Meditating on them can help us to make sense of — and peace with — those uncomfortable passages.
Some of the most beautiful, comforting passages can be connected to one of these imprecatory sections. It can be quite jarring. I set out to memorize Psalm 139, which is a great example of this. This Psalm has been heavily mined for songs over the years, but we don’t tend to set that part to music. As I worked to memorize the first 18 verses, I wondered if I really wanted to memorize the whole thing. “I can skip that part. Or just stop at verse 18. There’s nothing wrong with that.”
It took many weeks to memorize those first 18 verses. Weeks of meditating on them, marinating in them. It really is such a beautiful Psalm; it truly can make your heart sing, make you feel wrapped in God’s love.
Then, after all those weeks, I got to verse 19: “If only you would slay the wicked, O God!” And I understood.
We have to remember that the Psalms are raw emotion. These aren’t logical arguments. They’re not carefully scripted pastoral prayers that rehash the points of the sermon. They are the heart’s cry. In this case, it is the cry of a heart that is deeply offended and jealous for God’s honor.
The song starts out
O LORD, you have searched me
and you know me.
You know when I sit and when I rise;
you perceive my thoughts from afar.
You discern my going out and my lying down;
you are familiar with all my ways.
Before a word is on my tongue
you know it completely, O LORD. ...
For you created my inmost being;
you knit me together in my mother’s womb.
I praise you because I am fearfully and wonderfully made;
your works are wonderful,
I know that full well. ...
Feel with the author the love of God, how he watches over you, cares for you. Be amazed at how precious you are to God.

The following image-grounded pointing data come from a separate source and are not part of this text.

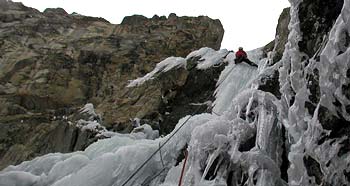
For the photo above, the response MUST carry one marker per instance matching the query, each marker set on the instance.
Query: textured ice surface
(241, 144)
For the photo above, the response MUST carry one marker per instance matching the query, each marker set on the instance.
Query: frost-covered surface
(305, 131)
(164, 66)
(242, 143)
(91, 122)
(207, 58)
(236, 78)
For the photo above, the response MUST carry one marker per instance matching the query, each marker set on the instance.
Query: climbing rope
(167, 140)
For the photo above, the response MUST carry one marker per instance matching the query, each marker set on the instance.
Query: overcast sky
(247, 23)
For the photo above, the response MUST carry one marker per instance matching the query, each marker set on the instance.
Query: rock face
(52, 63)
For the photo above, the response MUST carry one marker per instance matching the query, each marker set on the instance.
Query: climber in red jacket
(241, 56)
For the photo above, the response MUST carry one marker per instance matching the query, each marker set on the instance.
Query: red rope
(183, 168)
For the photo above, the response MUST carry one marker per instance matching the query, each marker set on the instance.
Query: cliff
(52, 63)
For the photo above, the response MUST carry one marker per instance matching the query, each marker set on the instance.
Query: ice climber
(241, 56)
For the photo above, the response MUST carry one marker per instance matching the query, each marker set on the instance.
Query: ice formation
(240, 143)
(207, 58)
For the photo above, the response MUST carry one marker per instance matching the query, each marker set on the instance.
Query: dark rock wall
(52, 63)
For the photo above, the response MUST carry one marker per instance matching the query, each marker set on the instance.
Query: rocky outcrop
(277, 45)
(52, 63)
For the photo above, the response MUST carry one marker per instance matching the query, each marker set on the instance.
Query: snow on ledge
(208, 58)
(164, 66)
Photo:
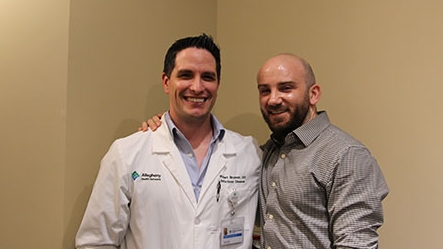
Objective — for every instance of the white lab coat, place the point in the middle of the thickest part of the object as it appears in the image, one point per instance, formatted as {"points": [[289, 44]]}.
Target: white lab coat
{"points": [[158, 209]]}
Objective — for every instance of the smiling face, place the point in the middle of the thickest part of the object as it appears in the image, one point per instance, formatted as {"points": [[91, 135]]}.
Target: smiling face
{"points": [[286, 100], [192, 86]]}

Then think about people who hate God.
If only you would slay the wicked, O God!
Away from me, you bloodthirsty men!
They speak of you with evil intent;
your adversaries misuse your name.
Do I not hate those who hate you, O LORD,
and abhor those who rise up against you?
David isn’t talking about everyday sinners, people who fall short of the mark. These wicked men kill those made in the image of God! They make his name part of false oaths and slander him. They hate God and intentionally rebel against him.
They hate the one who knows them so intimately! They rebel against the one who fashioned them together so lovingly! They kill the innocent and rob the poor with their false oaths! Why shouldn’t the psalmist be offended that these people exist?
But he’s not taking matters into his own hands. He’s referring them to God. “O Judge of all the Earth, deal with these wicked people!” That is the right thing to do. God is just and will see that justice is done. It is no more improper for David to pray for this than for the slain saints in Revelation 6 to cry out for justice on their murderers.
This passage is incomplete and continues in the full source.